MISSISSIPPI LEGISLATURE

2018 Regular Session

To: Judiciary B

By: Representatives Currie, Eubanks, Gipson, Ford, Carpenter, Bain, Scoggin, Arnold, Brown, Weathersby, Rogers (61st), Foster, Wilkes, Hopkins, Crawford, Henley

House Bill 1510

AN ACT TO BE KNOWN AS THE GESTATIONAL AGE ACT; TO ENACT DEFINITIONS; TO PROHIBIT ABORTIONS AFTER 15 WEEKS' GESTATION; TO PROVIDE PENALTIES; AND FOR RELATED PURPOSES.

BE IT ENACTED BY THE LEGISLATURE OF THE STATE OF MISSISSIPPI:

SECTION 1. (1) This section shall be known and cited as the "Gestational Age Act."

(2) Legislative findings and purpose. The Legislature makes the following findings of fact and incorporates them herein by reference:

(a) The United States is one (1) of only seven (7) nations in the world that permits nontherapeutic or elective abortion-on-demand after the twentieth week of gestation. In fact, fully seventy-five percent (75%) of all nations do not permit abortion after twelve (12) weeks' gestation, except (in most instances) to save the life and to preserve the physical health of the mother.

(b) (i) Medical and other authorities now know more about human prenatal development than ever before including that:

1. Between five (5) and six (6) weeks' gestation, an unborn human being's heart begins beating.

2. An unborn human being begins to move about in the womb at approximately eight (8) weeks' gestation.

3. At nine (9) weeks' gestation, all basic physiological functions are present. Teeth and eyes are present, as well as external genitalia.

4. An unborn human being's vital organs begin to function at ten (10) weeks' gestation. Hair, fingernails, and toenails also begin to form.

5. At eleven (11) weeks' gestation, an unborn human being's diaphragm is developing, and he or she may even hiccup. He or she is beginning to move about freely in the womb.

6. At twelve (12) weeks' gestation, an unborn human being can open and close his or her fingers, starts to make sucking motions, and senses stimulation from the world outside the womb. Importantly, he or she has taken on "the human form" in all relevant aspects. Gonzales v. Carhart, 550 U.S. 124, 160 (2007).

7. The Supreme Court has long recognized that the State of Mississippi has an "important and legitimate interest in protecting the potentiality of human life," Roe v. Wade, 410 U.S. 113, 162 (1973), and specifically that "the state has an interest in protecting the life of the unborn." Planned Parenthood of Southeastern Pennsylvania v. Casey, 505 U.S. 833, 873 (1992).

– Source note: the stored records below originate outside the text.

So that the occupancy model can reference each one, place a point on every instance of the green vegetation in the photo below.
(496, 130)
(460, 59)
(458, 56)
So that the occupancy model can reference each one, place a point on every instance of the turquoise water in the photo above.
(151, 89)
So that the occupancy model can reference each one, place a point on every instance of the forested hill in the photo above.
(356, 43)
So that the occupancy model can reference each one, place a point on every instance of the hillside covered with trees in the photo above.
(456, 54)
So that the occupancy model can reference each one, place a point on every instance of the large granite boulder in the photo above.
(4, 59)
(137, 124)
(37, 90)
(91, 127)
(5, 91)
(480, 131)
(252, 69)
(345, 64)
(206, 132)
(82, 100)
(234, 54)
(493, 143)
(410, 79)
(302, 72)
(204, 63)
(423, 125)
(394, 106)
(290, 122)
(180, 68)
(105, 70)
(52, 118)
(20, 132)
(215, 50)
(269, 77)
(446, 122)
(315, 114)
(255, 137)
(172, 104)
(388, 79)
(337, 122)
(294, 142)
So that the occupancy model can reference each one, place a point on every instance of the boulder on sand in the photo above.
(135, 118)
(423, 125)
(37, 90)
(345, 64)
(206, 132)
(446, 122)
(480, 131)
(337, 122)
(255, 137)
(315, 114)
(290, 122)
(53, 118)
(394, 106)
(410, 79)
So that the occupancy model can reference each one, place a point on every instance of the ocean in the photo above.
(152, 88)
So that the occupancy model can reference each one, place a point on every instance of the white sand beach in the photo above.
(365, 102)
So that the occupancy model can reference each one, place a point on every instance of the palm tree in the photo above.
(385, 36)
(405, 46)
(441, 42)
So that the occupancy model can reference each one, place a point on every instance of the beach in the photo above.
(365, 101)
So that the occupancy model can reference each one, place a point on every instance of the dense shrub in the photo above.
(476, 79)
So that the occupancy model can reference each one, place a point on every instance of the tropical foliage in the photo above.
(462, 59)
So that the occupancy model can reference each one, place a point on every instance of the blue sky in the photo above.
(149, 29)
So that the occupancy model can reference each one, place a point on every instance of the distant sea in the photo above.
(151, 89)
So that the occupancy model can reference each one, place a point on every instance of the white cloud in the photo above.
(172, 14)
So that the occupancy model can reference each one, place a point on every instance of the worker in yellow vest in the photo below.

8. The majority of abortion procedures performed after fifteen (15) weeks' gestation are dilation and evacuation procedures which involve the use of surgical instruments to crush and tear the unborn child apart before removing the pieces of the dead child from the womb. The Legislature finds that the intentional commitment of such acts for nontherapeutic or elective reasons is a barbaric practice, dangerous for the maternal patient, and demeaning to the medical profession.

9. Most obstetricians and gynecologists practicing in the State of Mississippi do not offer or perform nontherapeutic or elective abortions. Even fewer offer or perform the dilation and evacuation abortion procedure even though it is within their scope of practice.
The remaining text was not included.